In marking its centenary in 2015, the Yonsei School of Business initiated studies of K-management to create a new paradigm of Korean studies of business administration by analyzing and investigating the cases and models of successful Korean firms over the last 60 to 70 years.
The history of successful Korean firms is much shorter than of firms’ in other developed countries, but nevertheless many Korean firms have established themselves in the global market. Such successful cases provide benchmarks for various foreign and local academic and educational institutions, but have been given insufficient academic analysis from the perspective of business administration.
As the first fruit of the new emphasis, Everything About Corporate Governance by Professors Kang Heum Yon of Finance, and Ho Young Lee and Sung Kyu Sohn of Accounting was published in January 2018. “Marking the centenary of YSB and initiating the next 100 years, we wanted to contribute to the development of practical business operations, studies, and education by not only introducing the study of foreign firms but also by analyzing the present conditions, environments, and strengths of the governance structure of Korean firms,” the authors said.
[From left, professors Kang Heum Yon of Finance, and Ho Young Lee and Sung Kyu Sohn of Accounting]
The authors decided to undertake a publication devoted to the governance structure of Korean firms. And based on both the theories and reality of Korean corporate governance, the content of the publication is organized into three main chapters – Chapter 1. The Stockholders and the General Meeting of Stockholders, Chapter 2. The Board of Directors, Chapter 3. Audit and the Audit Committee. By analyzing the roles and the responsibilities of stockholders, the board of directors, and audit/audit committee, the authors intended to provide Korean firms with directions as to how they should proceed.
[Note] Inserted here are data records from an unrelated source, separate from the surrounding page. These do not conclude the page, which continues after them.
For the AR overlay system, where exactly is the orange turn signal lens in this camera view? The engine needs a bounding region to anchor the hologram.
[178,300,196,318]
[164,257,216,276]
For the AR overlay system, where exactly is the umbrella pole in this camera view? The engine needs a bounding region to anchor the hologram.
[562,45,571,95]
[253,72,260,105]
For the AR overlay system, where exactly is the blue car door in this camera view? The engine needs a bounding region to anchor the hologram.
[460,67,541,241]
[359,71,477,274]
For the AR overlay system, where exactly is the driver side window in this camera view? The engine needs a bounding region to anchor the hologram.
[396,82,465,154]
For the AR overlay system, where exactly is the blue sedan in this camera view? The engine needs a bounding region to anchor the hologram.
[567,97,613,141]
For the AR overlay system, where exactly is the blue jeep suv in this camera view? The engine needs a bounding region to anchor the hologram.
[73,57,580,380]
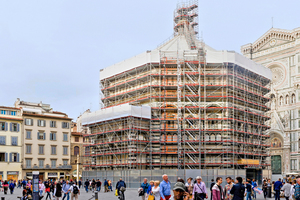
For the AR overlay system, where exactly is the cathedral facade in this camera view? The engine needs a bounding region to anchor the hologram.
[241,28,300,179]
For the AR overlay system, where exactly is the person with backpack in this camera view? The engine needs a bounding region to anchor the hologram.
[53,182,62,200]
[69,182,80,200]
[116,178,126,200]
[8,181,16,194]
[139,178,150,200]
[230,177,245,200]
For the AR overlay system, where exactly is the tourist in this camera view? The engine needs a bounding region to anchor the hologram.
[262,179,268,200]
[84,179,90,193]
[8,180,16,194]
[230,177,245,200]
[3,180,8,194]
[274,178,282,200]
[159,174,171,200]
[281,182,292,200]
[53,182,62,200]
[185,177,194,199]
[39,181,45,196]
[68,182,80,200]
[246,180,252,200]
[209,179,216,200]
[146,181,154,199]
[251,179,257,199]
[212,177,224,200]
[104,179,108,192]
[96,179,102,192]
[62,180,71,200]
[224,177,233,200]
[193,176,208,200]
[169,182,189,200]
[139,178,150,200]
[116,178,126,200]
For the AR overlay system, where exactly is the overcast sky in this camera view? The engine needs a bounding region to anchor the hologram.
[0,0,300,119]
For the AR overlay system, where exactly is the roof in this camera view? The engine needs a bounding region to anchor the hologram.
[100,34,272,80]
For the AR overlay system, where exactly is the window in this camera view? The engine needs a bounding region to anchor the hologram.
[0,122,7,131]
[38,132,46,140]
[25,119,33,126]
[26,130,31,139]
[63,147,69,155]
[11,136,18,146]
[291,160,297,170]
[63,133,68,142]
[61,122,69,128]
[51,146,56,155]
[51,159,56,168]
[10,123,19,132]
[50,121,56,128]
[0,136,6,145]
[39,145,44,155]
[50,133,56,140]
[38,119,46,127]
[39,159,44,168]
[63,160,69,165]
[9,153,19,162]
[0,153,7,162]
[26,144,31,153]
[25,159,31,168]
[74,146,79,156]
And to provide helpful insights for entrepreneurs and others, they incorporated various preceding studies about individual organizations and organized them within the topics of the major chapters.
“As the general meetings of stockholders, the board of directors, and the audit committees responsibly carry out their respective roles and closely coordinate, the value of the firm will rise, which further maximizes the social welfare,” the authors said. “We want this book to be helpful for the future studies that are related to the corporate governance.”